Initially, Scott was thinking of providing the service only for [rOpenSci packages](https://ropensci.org/packages/), but luckily for all of us, he noticed the system was easy enough to scale up and made it available for all CRAN packages, a service for the whole R community! :rocket: So, what can you do with the API?
### What the API can do
There are two good ways to get to know the API, [its docs](https://github.com/ropenscilabs/cchecksapi/blob/master/docs/api_docs.md) and [its R client](https://docs.ropensci.org/cchecks).
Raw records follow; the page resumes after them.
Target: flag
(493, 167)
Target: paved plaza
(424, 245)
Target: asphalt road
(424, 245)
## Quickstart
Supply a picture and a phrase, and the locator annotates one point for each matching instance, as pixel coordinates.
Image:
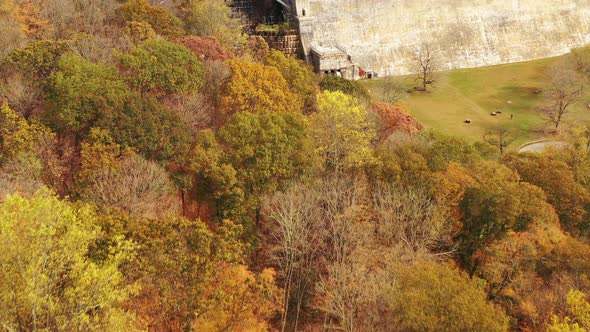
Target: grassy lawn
(512, 89)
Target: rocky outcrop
(382, 35)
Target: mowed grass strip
(512, 89)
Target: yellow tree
(49, 280)
(254, 87)
(580, 310)
(342, 133)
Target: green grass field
(475, 93)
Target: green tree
(159, 19)
(17, 136)
(266, 150)
(254, 87)
(301, 79)
(79, 93)
(144, 124)
(580, 310)
(216, 179)
(162, 68)
(38, 60)
(342, 133)
(570, 199)
(48, 280)
(438, 297)
(497, 203)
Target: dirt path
(540, 146)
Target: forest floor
(513, 89)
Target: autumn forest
(163, 170)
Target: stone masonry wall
(381, 35)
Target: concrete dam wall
(382, 35)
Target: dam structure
(382, 36)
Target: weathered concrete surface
(381, 35)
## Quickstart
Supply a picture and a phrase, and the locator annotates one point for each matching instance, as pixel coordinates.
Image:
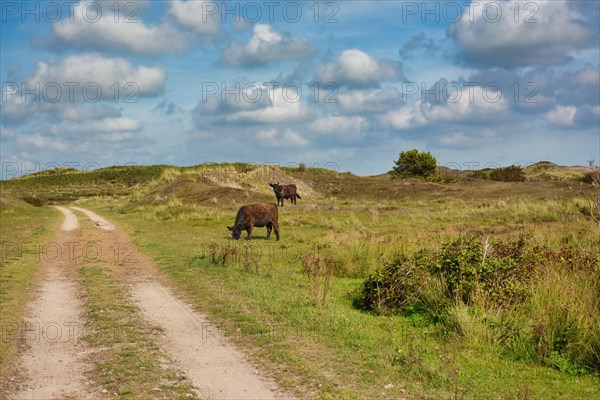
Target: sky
(343, 85)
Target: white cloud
(280, 109)
(463, 140)
(354, 67)
(369, 100)
(345, 127)
(273, 138)
(197, 15)
(41, 142)
(543, 33)
(77, 79)
(127, 34)
(6, 132)
(266, 46)
(470, 106)
(104, 125)
(563, 116)
(83, 113)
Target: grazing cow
(285, 192)
(258, 215)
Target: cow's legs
(269, 228)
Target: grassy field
(24, 230)
(307, 331)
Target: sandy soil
(96, 219)
(217, 369)
(56, 369)
(53, 362)
(71, 222)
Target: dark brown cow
(285, 192)
(255, 215)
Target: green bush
(514, 173)
(534, 302)
(413, 163)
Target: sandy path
(53, 361)
(216, 369)
(71, 222)
(96, 219)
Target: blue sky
(346, 85)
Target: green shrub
(414, 163)
(514, 173)
(534, 302)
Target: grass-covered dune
(459, 288)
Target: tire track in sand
(53, 361)
(217, 370)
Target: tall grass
(526, 300)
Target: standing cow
(255, 215)
(285, 192)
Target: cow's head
(236, 231)
(276, 187)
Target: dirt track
(59, 369)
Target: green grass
(130, 362)
(337, 351)
(24, 229)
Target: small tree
(414, 163)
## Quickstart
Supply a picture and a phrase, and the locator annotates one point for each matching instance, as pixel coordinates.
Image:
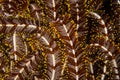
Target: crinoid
(59, 40)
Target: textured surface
(59, 40)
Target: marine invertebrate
(59, 39)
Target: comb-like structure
(59, 40)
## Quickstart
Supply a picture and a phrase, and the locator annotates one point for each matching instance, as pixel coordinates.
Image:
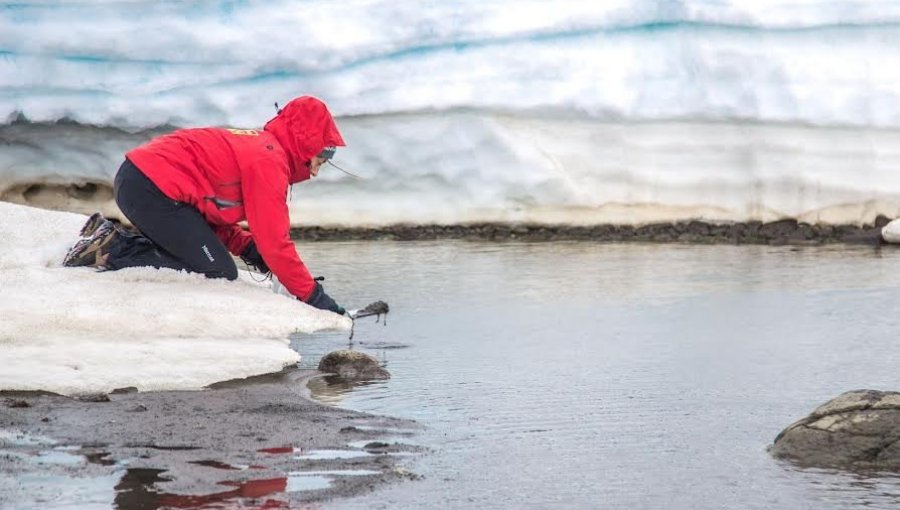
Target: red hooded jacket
(232, 175)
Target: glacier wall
(465, 111)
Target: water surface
(584, 375)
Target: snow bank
(76, 330)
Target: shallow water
(583, 375)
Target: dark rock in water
(14, 402)
(858, 429)
(352, 366)
(93, 397)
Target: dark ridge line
(781, 232)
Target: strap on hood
(303, 128)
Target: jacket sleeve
(233, 237)
(264, 188)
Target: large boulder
(858, 429)
(353, 366)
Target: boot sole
(88, 251)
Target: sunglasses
(327, 153)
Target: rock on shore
(858, 429)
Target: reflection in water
(136, 491)
(331, 389)
(583, 375)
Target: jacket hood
(303, 128)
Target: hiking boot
(91, 225)
(93, 251)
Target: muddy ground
(782, 232)
(256, 443)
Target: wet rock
(353, 366)
(93, 397)
(858, 429)
(17, 403)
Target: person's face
(314, 165)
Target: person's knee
(227, 271)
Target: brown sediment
(171, 446)
(782, 232)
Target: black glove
(323, 301)
(252, 258)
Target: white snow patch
(77, 330)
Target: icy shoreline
(236, 443)
(457, 168)
(76, 330)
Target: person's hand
(252, 258)
(323, 301)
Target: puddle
(277, 450)
(337, 472)
(62, 458)
(137, 490)
(15, 438)
(380, 430)
(332, 454)
(303, 483)
(218, 465)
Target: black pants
(172, 234)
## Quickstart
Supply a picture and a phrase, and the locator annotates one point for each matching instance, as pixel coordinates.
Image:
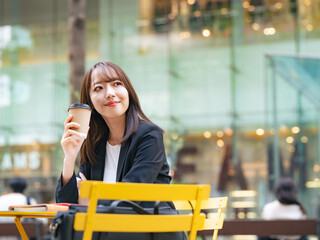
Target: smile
(112, 104)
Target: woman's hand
(71, 143)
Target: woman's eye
(117, 83)
(97, 88)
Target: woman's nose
(110, 92)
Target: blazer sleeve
(149, 160)
(68, 193)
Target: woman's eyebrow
(108, 80)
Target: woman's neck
(116, 131)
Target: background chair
(214, 220)
(106, 222)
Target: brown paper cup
(81, 114)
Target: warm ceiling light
(220, 134)
(309, 27)
(255, 26)
(290, 139)
(206, 33)
(295, 130)
(278, 5)
(229, 132)
(260, 132)
(304, 139)
(245, 4)
(220, 143)
(174, 137)
(207, 134)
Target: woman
(286, 206)
(122, 145)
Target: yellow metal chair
(214, 221)
(101, 222)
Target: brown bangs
(104, 74)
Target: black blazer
(142, 160)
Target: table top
(43, 214)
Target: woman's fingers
(83, 178)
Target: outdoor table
(18, 215)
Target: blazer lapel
(97, 170)
(122, 158)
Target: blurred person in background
(15, 197)
(285, 206)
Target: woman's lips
(112, 104)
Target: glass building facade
(233, 83)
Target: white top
(277, 210)
(111, 164)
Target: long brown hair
(107, 71)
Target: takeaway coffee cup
(81, 114)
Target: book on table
(50, 207)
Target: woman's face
(109, 98)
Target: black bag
(62, 224)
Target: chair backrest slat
(102, 222)
(147, 192)
(214, 221)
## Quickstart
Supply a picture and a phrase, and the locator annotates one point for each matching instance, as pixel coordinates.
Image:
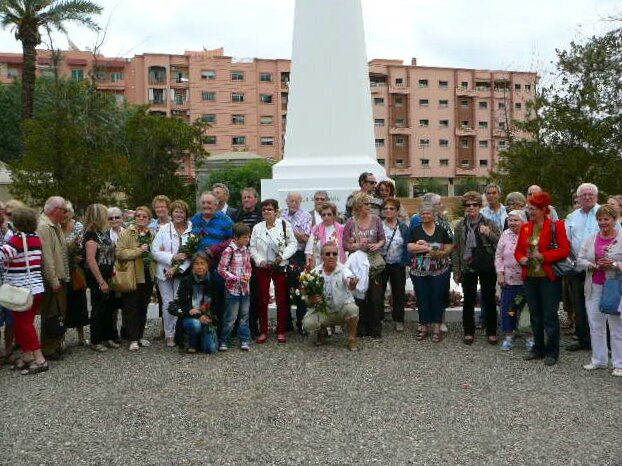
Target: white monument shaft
(330, 129)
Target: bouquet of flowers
(312, 285)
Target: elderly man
(221, 191)
(55, 274)
(300, 221)
(338, 283)
(579, 225)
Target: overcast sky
(495, 34)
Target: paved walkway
(397, 401)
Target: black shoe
(530, 356)
(577, 347)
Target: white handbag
(18, 298)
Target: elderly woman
(431, 245)
(386, 189)
(364, 232)
(77, 315)
(509, 278)
(396, 258)
(272, 244)
(135, 245)
(329, 230)
(536, 253)
(99, 252)
(473, 260)
(170, 262)
(601, 256)
(13, 255)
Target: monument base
(339, 180)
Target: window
(116, 76)
(238, 119)
(265, 77)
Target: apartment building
(430, 122)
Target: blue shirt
(213, 231)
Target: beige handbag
(18, 298)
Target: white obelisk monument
(330, 128)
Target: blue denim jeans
(236, 305)
(200, 334)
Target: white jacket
(261, 236)
(587, 257)
(165, 245)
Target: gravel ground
(397, 401)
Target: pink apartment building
(441, 123)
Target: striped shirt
(12, 254)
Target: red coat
(544, 245)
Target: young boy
(235, 268)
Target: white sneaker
(593, 367)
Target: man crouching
(338, 281)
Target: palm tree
(27, 18)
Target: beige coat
(54, 250)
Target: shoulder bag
(18, 298)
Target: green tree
(577, 129)
(73, 145)
(237, 178)
(28, 18)
(158, 147)
(10, 123)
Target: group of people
(213, 272)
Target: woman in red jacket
(535, 253)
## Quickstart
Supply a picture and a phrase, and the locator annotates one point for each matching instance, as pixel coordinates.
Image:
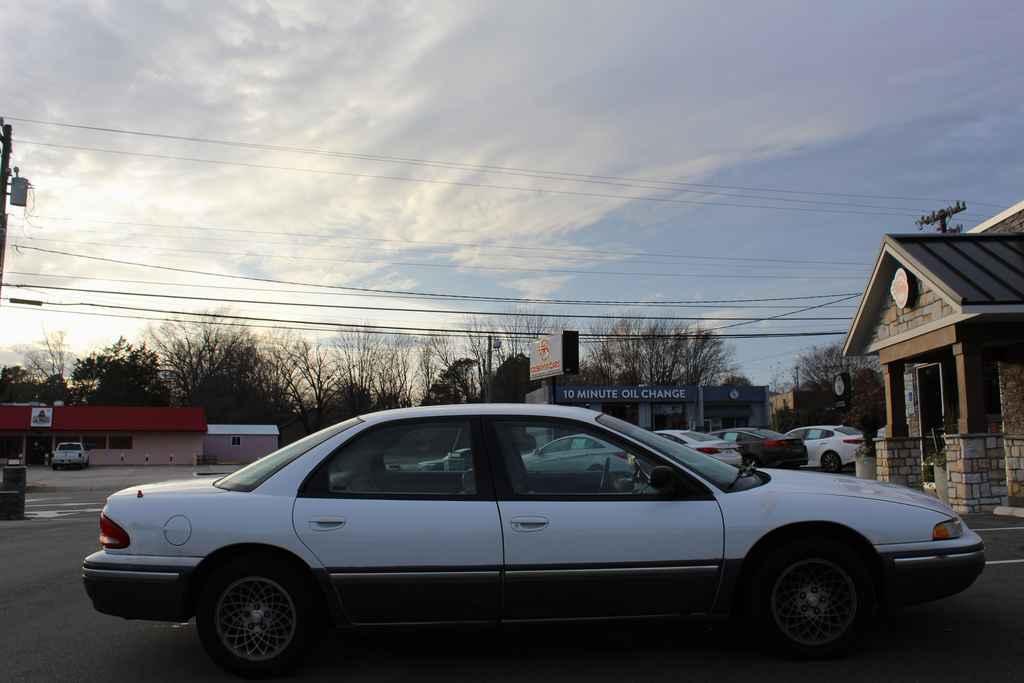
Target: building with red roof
(114, 435)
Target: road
(50, 632)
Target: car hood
(195, 485)
(837, 484)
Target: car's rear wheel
(830, 462)
(254, 616)
(813, 597)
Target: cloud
(702, 91)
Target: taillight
(111, 535)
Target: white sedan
(829, 446)
(710, 445)
(340, 527)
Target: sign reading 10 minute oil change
(605, 394)
(552, 355)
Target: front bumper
(932, 570)
(143, 588)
Scott admitted _he_ doesn't use the R client, preferring to call the API via the command line or the browser, e.g. before releasing a new version of the `taxize` package to CRAN he'd check https://cranchecks.info/pkgs/taxize We'll feature examples with `cchecks`. In the command line you get JSON, in R nested lists, both of which you can then wrangle to serve your goals.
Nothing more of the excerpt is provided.